Namun hingga kini, hasil pemeriksaan tersebut belum dipublikasikan secara resmi. Di tingkat daerah, Kepala UPTD Kesatuan Pengelolaan Hutan (KPH) Kepulauan Sula, Arman Sangadji, juga belum memberikan tanggapan saat dikonfirmasi.
Sementara itu, Direktur CV AEM, Jawal Fokaaya, sebelumnya telah membantah tudingan ilegal logging. Meski demikian, pemanggilan oleh Dishut menjadi indikasi bahwa dugaan pelanggaran tersebut tengah ditelusuri.
Kasus ini mengingatkan publik pada peristiwa serupa pada 2021 yang melibatkan CV Azzahra Karya. Saat itu, pemerintah daerah membentuk tim investigasi untuk mengusut dugaan pelanggaran di wilayah Wai Safaku, Desa Wailoba, Kecamatan Mangoli Tengah.
Hasil investigasi mengungkap sejumlah pelanggaran serius, mulai dari penebangan di luar izin, praktik pembalakan liar, hingga penggunaan alat berat tanpa izin resmi.
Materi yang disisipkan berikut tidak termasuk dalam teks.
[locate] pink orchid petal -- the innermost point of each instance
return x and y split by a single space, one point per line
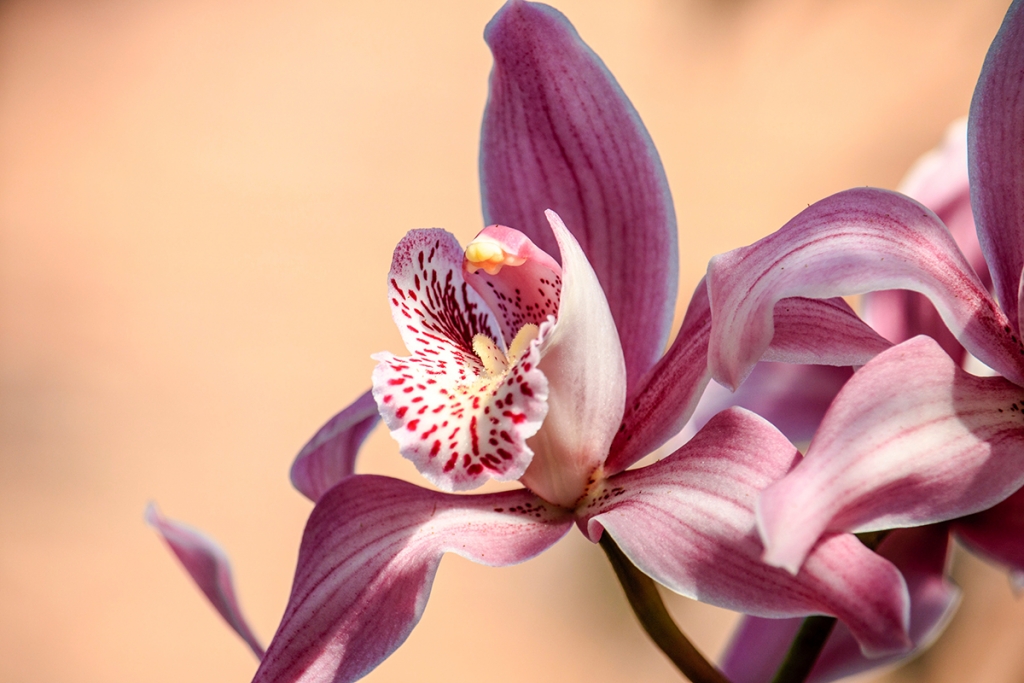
996 532
208 566
330 455
851 243
459 421
559 133
667 395
939 180
688 522
523 294
367 562
996 159
910 439
759 644
793 397
583 361
821 332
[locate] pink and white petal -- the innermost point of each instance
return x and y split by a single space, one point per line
854 242
518 295
759 644
822 332
330 455
688 522
911 439
664 399
996 532
367 562
208 565
559 133
583 361
458 420
995 157
791 396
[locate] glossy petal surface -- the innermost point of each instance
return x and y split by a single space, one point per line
665 398
559 133
995 146
583 363
759 644
910 439
851 243
460 409
369 556
330 455
688 522
208 566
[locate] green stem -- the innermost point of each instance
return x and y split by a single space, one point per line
814 632
647 605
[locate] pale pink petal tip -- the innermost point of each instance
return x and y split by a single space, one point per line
330 455
208 566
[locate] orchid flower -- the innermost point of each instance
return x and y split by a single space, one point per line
796 397
911 439
534 356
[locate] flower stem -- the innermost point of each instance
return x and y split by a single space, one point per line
814 632
647 605
805 649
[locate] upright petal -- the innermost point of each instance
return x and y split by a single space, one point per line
583 363
208 566
910 439
759 645
688 522
330 455
854 242
668 394
559 133
460 408
995 150
367 562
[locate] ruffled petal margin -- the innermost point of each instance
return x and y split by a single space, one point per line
911 439
367 562
559 133
688 522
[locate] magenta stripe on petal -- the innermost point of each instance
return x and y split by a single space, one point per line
330 455
995 148
559 133
688 522
759 644
668 394
208 566
854 242
367 562
910 439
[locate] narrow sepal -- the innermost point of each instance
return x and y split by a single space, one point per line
367 562
995 153
854 242
688 522
208 565
559 133
330 455
910 439
759 645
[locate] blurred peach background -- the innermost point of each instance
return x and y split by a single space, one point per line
198 205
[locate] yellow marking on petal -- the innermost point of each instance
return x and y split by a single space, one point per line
488 255
526 334
492 357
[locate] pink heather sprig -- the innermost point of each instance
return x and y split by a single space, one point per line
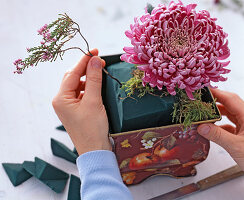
54 37
177 47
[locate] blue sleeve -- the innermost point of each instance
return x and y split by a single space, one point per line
100 177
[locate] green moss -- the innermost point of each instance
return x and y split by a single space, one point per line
187 111
134 84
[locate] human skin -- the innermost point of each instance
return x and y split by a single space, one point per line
231 138
79 105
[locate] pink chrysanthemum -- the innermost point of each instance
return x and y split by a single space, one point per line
178 47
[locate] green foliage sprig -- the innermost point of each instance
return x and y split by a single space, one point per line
54 37
187 111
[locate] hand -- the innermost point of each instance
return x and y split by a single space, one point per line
229 137
79 105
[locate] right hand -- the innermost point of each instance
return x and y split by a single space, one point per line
229 137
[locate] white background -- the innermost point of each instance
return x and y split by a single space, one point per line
27 119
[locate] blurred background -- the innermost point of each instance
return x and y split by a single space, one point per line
27 119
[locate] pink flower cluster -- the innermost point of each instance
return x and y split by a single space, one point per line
176 46
45 32
19 65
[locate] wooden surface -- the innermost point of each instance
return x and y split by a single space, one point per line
27 119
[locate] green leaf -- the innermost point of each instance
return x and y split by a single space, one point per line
169 142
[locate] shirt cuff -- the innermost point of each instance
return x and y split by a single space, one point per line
99 159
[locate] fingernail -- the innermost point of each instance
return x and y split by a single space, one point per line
96 62
204 129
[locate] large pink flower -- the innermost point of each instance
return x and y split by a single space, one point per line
178 47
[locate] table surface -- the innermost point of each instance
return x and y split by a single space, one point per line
27 119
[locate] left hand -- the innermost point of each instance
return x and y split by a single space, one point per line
80 108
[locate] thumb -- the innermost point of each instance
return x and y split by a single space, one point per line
94 78
217 135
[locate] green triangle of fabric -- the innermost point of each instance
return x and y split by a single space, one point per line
56 185
16 173
46 171
54 178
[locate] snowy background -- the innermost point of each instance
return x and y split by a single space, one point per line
27 119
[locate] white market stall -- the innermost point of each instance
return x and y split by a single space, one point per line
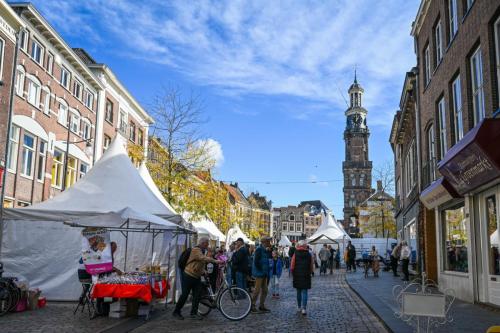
38 247
234 233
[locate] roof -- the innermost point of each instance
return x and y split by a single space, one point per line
28 12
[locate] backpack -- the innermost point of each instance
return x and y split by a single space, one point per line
183 259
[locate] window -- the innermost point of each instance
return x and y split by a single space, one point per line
442 128
123 122
84 168
42 157
37 51
452 12
28 155
109 111
71 172
50 63
75 122
457 109
438 39
65 77
77 89
34 92
20 76
86 129
427 65
431 153
62 117
476 63
455 239
2 54
409 168
13 149
493 227
23 40
89 100
46 101
57 168
131 134
140 137
107 141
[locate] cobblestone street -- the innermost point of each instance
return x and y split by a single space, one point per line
332 307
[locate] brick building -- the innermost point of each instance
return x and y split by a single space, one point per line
457 44
59 99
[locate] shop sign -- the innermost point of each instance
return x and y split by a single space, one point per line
474 161
437 194
96 251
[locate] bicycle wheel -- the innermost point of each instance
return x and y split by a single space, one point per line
235 303
205 306
5 299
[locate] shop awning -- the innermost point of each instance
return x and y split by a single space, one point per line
437 193
474 160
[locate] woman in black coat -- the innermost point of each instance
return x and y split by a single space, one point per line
302 267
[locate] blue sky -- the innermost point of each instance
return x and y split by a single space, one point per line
269 73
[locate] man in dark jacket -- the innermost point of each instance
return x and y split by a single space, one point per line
240 264
260 271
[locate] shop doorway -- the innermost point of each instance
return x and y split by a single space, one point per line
490 241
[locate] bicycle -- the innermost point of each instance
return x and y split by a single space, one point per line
234 303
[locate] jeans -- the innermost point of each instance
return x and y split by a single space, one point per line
302 298
275 285
189 284
241 280
260 289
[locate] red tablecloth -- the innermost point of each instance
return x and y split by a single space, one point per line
140 291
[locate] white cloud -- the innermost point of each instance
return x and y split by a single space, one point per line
297 48
214 150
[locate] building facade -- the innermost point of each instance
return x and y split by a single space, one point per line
356 168
57 120
457 45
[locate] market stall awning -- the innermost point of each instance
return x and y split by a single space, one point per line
437 193
474 160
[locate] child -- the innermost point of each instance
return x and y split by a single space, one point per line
275 270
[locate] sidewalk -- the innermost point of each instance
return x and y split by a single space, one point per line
377 294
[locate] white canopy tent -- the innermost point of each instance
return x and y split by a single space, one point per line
328 232
284 241
234 233
41 249
206 227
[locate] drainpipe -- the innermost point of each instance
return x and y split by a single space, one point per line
9 125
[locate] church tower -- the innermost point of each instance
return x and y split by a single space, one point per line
357 168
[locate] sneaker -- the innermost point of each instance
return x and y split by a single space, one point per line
177 315
195 317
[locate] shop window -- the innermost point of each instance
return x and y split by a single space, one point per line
493 235
455 239
57 169
71 172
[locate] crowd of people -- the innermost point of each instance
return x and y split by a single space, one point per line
258 269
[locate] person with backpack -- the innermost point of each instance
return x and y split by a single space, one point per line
194 268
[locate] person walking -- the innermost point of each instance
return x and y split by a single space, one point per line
191 279
324 256
331 259
302 267
405 259
375 261
275 270
240 261
351 256
395 255
260 271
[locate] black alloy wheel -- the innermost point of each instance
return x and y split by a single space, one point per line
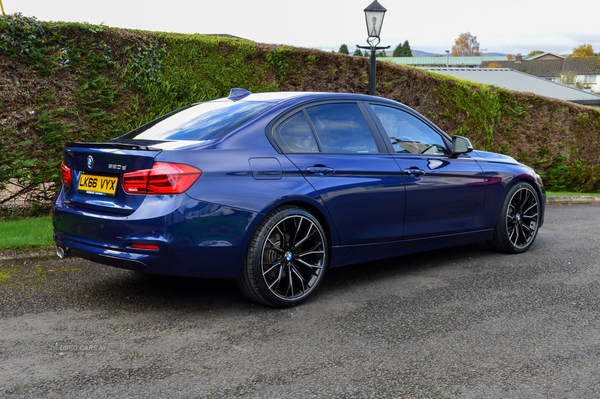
286 260
519 219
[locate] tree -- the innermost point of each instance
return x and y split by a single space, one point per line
535 52
466 45
585 50
402 50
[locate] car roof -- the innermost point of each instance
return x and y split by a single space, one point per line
281 96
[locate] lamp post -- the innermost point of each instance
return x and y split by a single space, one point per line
374 14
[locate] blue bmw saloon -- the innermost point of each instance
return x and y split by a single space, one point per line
272 189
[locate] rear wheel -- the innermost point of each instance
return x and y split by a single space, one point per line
286 258
518 222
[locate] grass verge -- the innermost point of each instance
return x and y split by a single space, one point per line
26 233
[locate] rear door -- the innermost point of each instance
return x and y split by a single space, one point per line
360 183
444 194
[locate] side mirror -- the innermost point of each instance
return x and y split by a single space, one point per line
460 145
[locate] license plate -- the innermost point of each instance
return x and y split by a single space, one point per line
98 185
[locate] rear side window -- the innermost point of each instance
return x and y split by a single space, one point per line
342 128
202 121
295 135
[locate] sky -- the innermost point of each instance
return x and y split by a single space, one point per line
508 27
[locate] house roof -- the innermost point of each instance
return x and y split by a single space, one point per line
455 61
552 68
515 80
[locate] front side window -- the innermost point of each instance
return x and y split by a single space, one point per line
408 134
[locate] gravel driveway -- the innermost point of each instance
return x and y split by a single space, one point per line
464 322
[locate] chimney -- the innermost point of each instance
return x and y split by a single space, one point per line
519 59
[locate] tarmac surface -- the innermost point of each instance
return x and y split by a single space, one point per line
464 322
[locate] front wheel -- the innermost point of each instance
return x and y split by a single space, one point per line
286 258
519 219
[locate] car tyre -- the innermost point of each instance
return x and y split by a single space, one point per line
286 259
518 222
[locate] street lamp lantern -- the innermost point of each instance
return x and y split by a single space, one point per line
374 16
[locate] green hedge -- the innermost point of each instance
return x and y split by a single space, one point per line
68 82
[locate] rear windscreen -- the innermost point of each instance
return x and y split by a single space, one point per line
202 121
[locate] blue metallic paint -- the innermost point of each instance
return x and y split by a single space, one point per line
206 231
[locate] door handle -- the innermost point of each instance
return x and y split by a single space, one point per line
414 172
319 170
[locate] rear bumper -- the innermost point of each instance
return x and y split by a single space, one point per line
194 238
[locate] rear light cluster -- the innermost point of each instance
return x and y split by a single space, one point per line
65 174
163 178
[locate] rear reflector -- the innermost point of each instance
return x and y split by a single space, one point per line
163 179
65 174
144 246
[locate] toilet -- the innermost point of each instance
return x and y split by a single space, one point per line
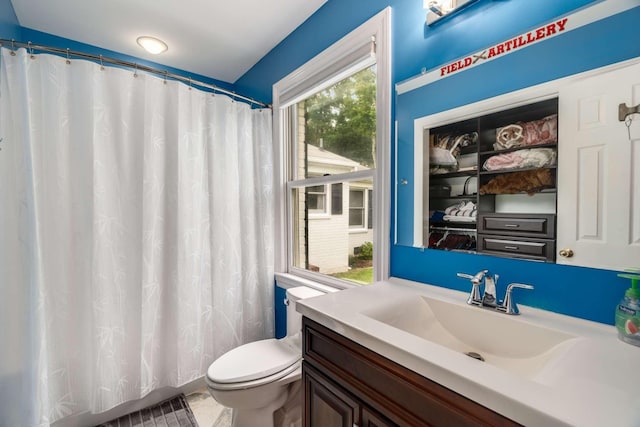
257 378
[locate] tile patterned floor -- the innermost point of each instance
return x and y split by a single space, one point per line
207 411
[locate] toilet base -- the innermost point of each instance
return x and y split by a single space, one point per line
249 417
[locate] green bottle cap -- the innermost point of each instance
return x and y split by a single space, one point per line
633 292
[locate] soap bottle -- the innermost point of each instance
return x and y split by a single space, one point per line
628 311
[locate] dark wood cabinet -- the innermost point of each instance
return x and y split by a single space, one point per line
347 384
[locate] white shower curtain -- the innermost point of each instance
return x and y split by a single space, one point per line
136 237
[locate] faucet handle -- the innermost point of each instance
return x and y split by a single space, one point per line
509 306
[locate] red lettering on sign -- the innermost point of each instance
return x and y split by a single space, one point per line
551 29
562 23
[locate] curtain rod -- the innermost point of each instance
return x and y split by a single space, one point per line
12 44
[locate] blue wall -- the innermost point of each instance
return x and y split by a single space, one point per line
582 292
9 28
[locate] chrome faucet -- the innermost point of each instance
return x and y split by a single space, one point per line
509 306
474 296
489 298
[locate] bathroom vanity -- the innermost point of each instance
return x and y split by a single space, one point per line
346 384
397 353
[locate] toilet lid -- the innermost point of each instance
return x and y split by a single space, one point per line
252 361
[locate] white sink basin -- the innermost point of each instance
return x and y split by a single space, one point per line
504 341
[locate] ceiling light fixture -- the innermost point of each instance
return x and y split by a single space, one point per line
152 44
437 9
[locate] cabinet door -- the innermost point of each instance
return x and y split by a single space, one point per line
599 172
326 405
370 418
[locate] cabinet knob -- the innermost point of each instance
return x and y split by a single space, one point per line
567 253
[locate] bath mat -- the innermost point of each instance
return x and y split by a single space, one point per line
174 412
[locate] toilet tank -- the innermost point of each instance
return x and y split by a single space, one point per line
294 319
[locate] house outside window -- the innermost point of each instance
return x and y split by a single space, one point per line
316 199
357 208
331 125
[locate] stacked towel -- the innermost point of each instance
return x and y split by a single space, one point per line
464 211
526 158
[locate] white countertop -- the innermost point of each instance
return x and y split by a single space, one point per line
595 383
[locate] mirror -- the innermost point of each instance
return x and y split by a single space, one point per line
529 174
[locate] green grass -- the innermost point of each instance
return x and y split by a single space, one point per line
362 276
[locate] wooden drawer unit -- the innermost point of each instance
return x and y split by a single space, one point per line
346 383
517 247
528 225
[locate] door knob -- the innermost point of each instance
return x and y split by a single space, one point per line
567 253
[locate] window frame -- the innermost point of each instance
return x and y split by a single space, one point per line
363 209
366 45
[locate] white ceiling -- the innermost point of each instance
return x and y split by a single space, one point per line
221 39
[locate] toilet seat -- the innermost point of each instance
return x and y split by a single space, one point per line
254 364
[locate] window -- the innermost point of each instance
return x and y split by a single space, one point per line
332 132
356 208
316 197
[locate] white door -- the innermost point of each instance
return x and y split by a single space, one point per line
599 172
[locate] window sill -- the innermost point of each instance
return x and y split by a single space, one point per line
288 280
359 230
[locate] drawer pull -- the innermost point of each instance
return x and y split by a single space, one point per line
567 253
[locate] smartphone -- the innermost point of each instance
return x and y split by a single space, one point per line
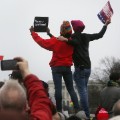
9 64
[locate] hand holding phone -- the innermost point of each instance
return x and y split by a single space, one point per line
9 64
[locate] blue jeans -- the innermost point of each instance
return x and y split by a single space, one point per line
65 72
81 77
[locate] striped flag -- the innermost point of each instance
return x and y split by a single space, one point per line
106 13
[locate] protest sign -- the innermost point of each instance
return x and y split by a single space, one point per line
40 24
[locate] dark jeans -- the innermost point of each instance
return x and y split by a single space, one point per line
65 72
81 77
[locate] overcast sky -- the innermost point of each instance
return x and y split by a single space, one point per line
16 17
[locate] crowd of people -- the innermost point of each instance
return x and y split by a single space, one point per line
26 97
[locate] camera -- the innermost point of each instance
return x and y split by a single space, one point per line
9 64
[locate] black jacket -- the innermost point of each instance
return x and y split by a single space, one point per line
80 41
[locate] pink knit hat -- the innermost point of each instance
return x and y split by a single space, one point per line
77 25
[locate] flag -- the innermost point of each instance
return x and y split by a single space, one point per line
1 57
106 13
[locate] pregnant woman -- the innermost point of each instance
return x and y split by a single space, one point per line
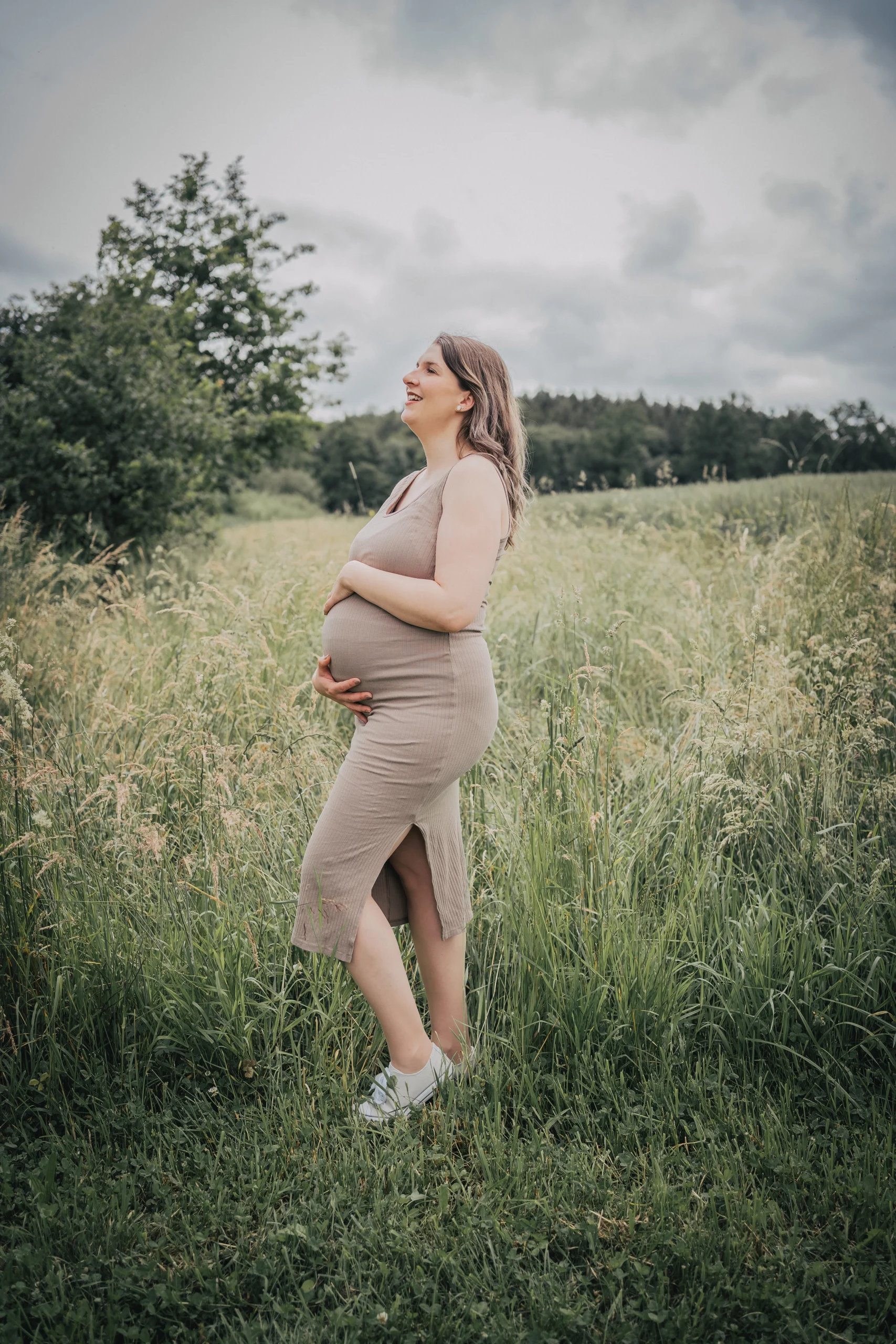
404 651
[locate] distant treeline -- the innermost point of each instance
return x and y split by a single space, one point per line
140 400
596 443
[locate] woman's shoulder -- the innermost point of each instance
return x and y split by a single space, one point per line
476 478
476 472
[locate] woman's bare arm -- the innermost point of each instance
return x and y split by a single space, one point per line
473 514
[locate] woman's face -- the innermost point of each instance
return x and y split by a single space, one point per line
433 397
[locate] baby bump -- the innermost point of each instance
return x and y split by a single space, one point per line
393 659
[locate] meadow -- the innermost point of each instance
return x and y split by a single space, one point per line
681 964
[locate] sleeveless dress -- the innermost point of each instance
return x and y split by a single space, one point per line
434 713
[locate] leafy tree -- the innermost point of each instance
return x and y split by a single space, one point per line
381 448
730 438
105 432
133 400
860 440
201 250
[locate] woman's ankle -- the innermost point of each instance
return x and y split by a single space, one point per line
412 1061
450 1046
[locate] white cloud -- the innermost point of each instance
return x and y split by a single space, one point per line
620 194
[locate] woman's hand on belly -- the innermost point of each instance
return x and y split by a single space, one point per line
343 692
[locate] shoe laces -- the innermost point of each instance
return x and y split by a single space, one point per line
381 1089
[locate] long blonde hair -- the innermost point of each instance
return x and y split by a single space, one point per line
492 425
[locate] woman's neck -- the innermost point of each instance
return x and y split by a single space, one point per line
442 452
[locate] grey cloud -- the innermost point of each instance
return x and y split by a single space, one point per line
664 238
786 93
23 267
823 320
801 200
638 57
872 20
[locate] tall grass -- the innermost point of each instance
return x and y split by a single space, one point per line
681 961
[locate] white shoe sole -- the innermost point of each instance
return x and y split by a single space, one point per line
383 1119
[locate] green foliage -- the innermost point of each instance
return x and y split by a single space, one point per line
683 959
203 252
135 402
594 443
105 430
381 448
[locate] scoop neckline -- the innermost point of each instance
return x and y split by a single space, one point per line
394 512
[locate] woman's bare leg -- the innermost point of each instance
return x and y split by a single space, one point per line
378 970
441 961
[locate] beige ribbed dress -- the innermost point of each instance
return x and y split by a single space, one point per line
434 714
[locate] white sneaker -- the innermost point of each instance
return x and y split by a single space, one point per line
395 1093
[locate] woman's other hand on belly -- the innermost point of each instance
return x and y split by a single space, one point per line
343 692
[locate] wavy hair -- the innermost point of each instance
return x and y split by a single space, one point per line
492 425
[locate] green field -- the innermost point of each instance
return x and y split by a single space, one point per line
683 959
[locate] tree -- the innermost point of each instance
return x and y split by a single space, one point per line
381 448
203 253
135 400
730 438
105 430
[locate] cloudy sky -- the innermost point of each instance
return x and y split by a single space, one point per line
679 197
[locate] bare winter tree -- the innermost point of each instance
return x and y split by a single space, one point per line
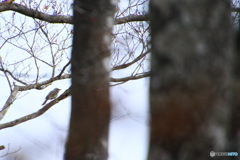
90 113
30 29
191 80
194 95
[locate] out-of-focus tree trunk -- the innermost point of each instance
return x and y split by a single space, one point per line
90 114
191 70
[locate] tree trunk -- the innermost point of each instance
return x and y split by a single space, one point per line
90 114
190 79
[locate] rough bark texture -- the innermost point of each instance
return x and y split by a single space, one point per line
88 133
190 79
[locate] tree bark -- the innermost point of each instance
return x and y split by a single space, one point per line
90 114
190 79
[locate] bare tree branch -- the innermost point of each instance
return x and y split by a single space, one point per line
36 14
125 79
131 18
35 114
130 63
9 101
61 18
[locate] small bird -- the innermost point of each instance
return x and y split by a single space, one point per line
52 95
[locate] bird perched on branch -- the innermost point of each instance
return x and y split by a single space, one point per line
52 95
Selain itu, ditemukan pula pelanggaran administratif seperti tidak adanya dokumen Rekomendasi Kesesuaian Lahan (RKL), tidak terpenuhinya kewajiban kebun plasma minimal 20 persen, serta tidak adanya rencana kemitraan dengan kelompok tani.
Meski sempat dilaporkan ke aparat penegak hukum, penanganan kasus tersebut dinilai tidak memberikan efek jera.
Fakta lain yang kini menjadi sorotan adalah keterkaitan antara CV AEM dan CV Azzahra Karya yang berada di bawah kendali direktur yang sama, yakni Jawal Fokaaya. Kondisi ini mempertegas dugaan lemahnya pengawasan serta penegakan hukum di sektor kehutanan di Kepulauan Sula.